NeurIPS 2020

Identifying Causal-Effect Inference Failure with Uncertainty-Aware Models

Review 1

Summary and Contributions: This paper is about equipping estimators of individual treatment effects (or heterogeneous treatment effects) with an awareness of uncertainty. For example, on a new sample that doesn't resemble any training sample that received treatment, an ITE estimator should know that it doesn't know enough to predict an effect of intervention and defer. The paper first connects this uncertainty to problems of covariate shift and violations of overlap (some subgroups never receive treatment). The paper derives a notion of uncertainty for estimators of the conditional average treatment effect (CATE). Then, the paper proposes a simple modification to many neural network estimators that can estimate this uncertainty quantity using dropout. The paper demonstrates this plug-in uncertainty estimator idea for many SoTA methods to produce CATE and show that it overwhelmingly allows methods to recognize samples that violated overlap or don't resemble training data.

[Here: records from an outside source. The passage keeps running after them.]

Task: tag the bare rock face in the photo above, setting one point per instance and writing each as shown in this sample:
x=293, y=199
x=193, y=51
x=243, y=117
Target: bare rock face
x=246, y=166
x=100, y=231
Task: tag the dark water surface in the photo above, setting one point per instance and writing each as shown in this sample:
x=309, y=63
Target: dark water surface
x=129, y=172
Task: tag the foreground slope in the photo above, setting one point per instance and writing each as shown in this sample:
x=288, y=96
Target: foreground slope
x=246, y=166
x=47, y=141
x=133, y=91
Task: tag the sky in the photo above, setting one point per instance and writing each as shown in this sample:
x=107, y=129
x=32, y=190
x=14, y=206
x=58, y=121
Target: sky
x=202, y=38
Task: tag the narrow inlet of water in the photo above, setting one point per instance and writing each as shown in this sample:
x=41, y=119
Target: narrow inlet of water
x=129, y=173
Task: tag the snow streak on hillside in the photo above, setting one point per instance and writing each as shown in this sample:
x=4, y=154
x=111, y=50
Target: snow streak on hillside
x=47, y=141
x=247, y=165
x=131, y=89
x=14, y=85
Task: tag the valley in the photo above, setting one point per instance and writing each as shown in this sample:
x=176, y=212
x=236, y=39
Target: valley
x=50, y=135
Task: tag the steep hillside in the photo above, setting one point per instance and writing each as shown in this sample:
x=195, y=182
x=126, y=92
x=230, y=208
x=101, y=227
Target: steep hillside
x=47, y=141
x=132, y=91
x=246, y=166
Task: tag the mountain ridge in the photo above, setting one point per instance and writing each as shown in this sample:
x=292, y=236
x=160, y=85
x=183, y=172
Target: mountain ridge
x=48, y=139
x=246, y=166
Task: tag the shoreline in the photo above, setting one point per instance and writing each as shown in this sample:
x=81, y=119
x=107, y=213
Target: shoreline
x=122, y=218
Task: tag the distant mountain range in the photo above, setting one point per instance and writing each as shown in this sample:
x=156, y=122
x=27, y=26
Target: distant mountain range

Strengths: + The motivation of the paper is strong. The introduction gives a compelling example of individual treatment effects in medical settings where it's important for an estimator to know that a new patient doesn't look like any sample it's been trained on, and defers prediction instead of e.g., confidently offering a highly spurious recommendation to treat the patient. This example makes it clear why this problem is important --- covariate shift between train and test sets or violations of overlap within the training data are common. It's a valuable contribution to the causal inference community to tackle the problem of imbuing CATE estimators with uncertainty estimates. + The paper is clear and well-written. I found the notation easy to understand and the technical ideas easy to follow. Moreover, the presentation is high quality. For example, the figures in the paper like Figure 1 are helpful for illustrating the ideas. + The empirical studies are compelling, especially on IHDP. Five different well-known SoTA methods for CATE estimation applied to IHDP have been modified with the paper's proposed uncertainty-awareness scheme, and the results are convincing. Moreover, I found the evaluation method and descriptions of the experiments clear and easy to follow.

Weaknesses: I emphasize that the weaknesses of this paper are minor, in my view. - There is occasional exposition that I don't feel precisely captures causal inference. For example, in the introduction, the authors say "However, the price we pay for using observational data is lower certainty in our causal estimates, due to the possibility of unmeasured confounding, and the measured and unmeasured differences between the populations who were subject to different treatments." This isn't quite right --- for example, under unmeasured confounding, the estimates can be arbitrarily biased even if they are low variance. The estimate is simply not identified. Another example is in section 2 after Equation 2. We consider the expected treatment effect not just because the outcome is random, but because the individual level treatment effect (inside the expectation) cannot be identified without parametric assumptions on the causal model. - I couldn't really follow the section on negative sampling. It wasn't clear what its role was in this particular method --- does it produce better calibrated estimates of the variance of CATE? Or does it do something else. This is part where exposition can be improved to help the reader follow better.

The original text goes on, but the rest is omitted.